Seth Barrett

Daily Blog Post: December 28th, 2022

December 28th, 2022

Using C# and Regular Expressions for Data Analysis in My Vault Research Project
C# Regular Expression Language

I've recently been using C#'s regular expression language for my Vault research project, specifically for finding Android permissions data and Java encryption and security package imports within the java files of decompiled apks from the aptoide store.

One of the main benefits of using regular expressions is the ability to easily search through large amounts of data and pull out specific patterns or groups of characters. In this case, I'm using the regex function to search through all the files within each directory related to each decompiled application and find instances of "java.security." or "javax.crypto.".

To do this, I'm using the following piece of C# code: Regex packEx = new Regex(@"(java.security.\w*|javax.crypto.\w*)"); The use of grouping in this regular expression is essential for finding these specific patterns within the data. By using the parentheses, we are able to group together the "java.security." and "javax.crypto." patterns, and the use of the pipe symbol (|) allows us to search for either of these patterns. The \w* characters at the end of each group allow for any combination of alphanumeric characters to follow these patterns.

In addition to searching for Java packages, I have also been using regular expressions to find instances of Android permission usage in the files. To do this, I am using the following regular expression: @"([\w])([^(]{[^{](android.permission.[A-Z_])"

This regular expression searches for any instance of "android.permission." followed by one or more capitalized and underscore-separated characters. The use of the square brackets, parentheses, and curly braces allows for the search to be specific to the use of Android permissions within the code and to capture the method and class names that the permission usage is found in.

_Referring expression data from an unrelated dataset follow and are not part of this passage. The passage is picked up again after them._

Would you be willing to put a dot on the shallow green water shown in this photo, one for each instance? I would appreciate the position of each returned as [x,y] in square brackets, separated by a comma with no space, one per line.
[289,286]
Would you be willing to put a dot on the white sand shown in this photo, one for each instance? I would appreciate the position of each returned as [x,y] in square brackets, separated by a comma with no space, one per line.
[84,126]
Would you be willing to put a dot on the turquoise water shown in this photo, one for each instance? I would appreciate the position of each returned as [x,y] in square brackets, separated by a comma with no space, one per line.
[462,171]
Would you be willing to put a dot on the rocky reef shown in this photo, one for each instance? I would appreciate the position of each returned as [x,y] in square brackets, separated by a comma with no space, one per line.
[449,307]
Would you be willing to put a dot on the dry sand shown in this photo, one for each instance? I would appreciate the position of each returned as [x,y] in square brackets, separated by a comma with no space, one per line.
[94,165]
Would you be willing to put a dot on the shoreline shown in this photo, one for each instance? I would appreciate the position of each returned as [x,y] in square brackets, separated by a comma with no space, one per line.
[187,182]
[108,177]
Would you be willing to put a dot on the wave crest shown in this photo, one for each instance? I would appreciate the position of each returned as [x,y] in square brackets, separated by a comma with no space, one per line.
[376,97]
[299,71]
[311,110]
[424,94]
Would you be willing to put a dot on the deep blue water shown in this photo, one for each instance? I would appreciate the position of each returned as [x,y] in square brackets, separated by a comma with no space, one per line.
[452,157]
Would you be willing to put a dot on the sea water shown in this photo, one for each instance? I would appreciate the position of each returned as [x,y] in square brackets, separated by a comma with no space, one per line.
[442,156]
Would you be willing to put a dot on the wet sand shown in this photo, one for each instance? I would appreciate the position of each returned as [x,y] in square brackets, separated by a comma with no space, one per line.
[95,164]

Compiling the regular expression before using it in loops is also an important consideration for efficiency. When a regular expression is compiled, it is converted into an optimized form that is faster to execute. This is especially important when running the regex function on a large number of files within a loop.

As an undergraduate, I had the opportunity to learn C# with Dr. Dowell, and I have continued to enjoy using this language in my research and professional endeavors. In my recent work on the Vault project, I found C#'s regular expression language and the ability to walk through file trees recursively to be particularly useful tools.

While using C# on a Mac has presented some challenges, such as the lack of a fully-featured visual studio edition, I have found that the benefits of using this language far outweigh any difficulties. I am grateful for the opportunity to have learned C# during my undergraduate studies, and I continue to enjoy using it in my work.